Mi experiencia con Lovecraft Country no fue la más grata o emocionante. Disfruté los minutos del cierre del primer episodio, pues la demencia del fantástico volvió a cobrar carta de naturaleza en una pequeña casita del bosque, al estilo Sam Raimi. Locuras así me interesan como receptor de un trabajo fantástico. Luego aprecié el retorno a la aventura de Cazadores del Arca Perdida, con los disparates gore y las berretadas de ocasión.  Ahí descubrí a los juguetones Jordan Pelle y J.J. Abrahams desatados en la producción, sin la obligación y el peso solemne de tocar temas de agenda, de prestigio.  

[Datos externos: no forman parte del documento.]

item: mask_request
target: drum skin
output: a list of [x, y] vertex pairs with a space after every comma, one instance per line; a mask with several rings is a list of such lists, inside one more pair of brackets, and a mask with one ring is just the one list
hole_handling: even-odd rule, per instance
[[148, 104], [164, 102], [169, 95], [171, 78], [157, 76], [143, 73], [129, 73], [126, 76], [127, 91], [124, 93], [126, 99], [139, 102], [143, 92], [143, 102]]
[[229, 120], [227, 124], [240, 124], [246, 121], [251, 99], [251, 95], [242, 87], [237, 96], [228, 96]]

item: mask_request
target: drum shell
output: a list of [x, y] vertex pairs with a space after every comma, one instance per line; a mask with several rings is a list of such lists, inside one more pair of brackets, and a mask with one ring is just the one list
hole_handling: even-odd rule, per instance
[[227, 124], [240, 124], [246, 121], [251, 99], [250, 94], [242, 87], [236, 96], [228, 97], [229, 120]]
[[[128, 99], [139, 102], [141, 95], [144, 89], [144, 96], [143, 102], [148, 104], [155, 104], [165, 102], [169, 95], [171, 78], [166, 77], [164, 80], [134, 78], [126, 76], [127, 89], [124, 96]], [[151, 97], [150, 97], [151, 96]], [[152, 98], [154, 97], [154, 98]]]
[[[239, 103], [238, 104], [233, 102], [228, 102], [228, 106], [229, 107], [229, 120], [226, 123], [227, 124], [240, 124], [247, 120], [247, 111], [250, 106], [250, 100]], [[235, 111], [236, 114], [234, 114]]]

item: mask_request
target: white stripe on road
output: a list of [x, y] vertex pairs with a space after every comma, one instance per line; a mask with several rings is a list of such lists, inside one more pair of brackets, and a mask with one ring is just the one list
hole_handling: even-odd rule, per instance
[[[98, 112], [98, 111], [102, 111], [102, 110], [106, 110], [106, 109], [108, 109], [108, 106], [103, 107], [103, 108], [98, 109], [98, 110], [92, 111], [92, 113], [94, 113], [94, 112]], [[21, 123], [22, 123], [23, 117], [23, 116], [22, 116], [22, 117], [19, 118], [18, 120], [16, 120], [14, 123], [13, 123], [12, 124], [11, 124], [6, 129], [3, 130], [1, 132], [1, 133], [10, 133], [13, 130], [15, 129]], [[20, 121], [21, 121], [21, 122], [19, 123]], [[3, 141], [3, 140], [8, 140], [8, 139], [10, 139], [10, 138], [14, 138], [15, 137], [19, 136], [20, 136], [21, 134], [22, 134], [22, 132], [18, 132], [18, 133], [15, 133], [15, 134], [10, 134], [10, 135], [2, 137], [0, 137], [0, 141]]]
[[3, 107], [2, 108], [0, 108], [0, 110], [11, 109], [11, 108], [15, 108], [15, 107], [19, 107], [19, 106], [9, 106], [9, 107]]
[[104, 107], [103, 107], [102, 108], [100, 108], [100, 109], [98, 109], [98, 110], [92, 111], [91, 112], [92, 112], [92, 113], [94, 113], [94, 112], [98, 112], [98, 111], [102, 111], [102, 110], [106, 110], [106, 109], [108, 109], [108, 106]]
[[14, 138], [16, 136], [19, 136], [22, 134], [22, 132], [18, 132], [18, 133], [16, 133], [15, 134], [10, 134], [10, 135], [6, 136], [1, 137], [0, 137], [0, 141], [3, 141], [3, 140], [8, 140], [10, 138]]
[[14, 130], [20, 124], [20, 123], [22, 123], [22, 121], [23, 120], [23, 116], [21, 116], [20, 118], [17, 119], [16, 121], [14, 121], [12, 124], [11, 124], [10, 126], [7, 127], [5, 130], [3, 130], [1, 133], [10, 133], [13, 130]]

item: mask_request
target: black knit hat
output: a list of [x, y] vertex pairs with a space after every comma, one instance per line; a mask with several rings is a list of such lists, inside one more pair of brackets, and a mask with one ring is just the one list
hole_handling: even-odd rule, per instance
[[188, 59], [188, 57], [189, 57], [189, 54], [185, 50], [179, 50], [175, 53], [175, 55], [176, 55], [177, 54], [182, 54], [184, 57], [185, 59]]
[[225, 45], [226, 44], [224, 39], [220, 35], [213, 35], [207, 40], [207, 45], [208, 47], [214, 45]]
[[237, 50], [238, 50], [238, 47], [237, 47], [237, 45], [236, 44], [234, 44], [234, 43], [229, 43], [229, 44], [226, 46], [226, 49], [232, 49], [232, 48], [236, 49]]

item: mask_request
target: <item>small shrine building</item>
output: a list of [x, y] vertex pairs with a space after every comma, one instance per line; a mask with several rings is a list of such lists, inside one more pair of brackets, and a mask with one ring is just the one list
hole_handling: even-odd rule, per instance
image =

Por igual, valoro la intención de dotar de grises a los protagonistas, mostrándoles vulnerables y paradójicos, a menudo imperfectos pero interesantes. La serie ha brindado algunas imágenes de impacto, marca HBO. Asesinatos inesperados, nuevas carnes de Cronenberg, transformaciones, cambios de piel y raza, venganzas sádicas a lo Tarantino con tacones de punta. Sin embargo, a la hora de la suma y la resta,  Lovecraft Country nos queda debiendo a los amantes del fantástico a secas, a las audiencias fatigadas del discurso reivindicativo y victimista.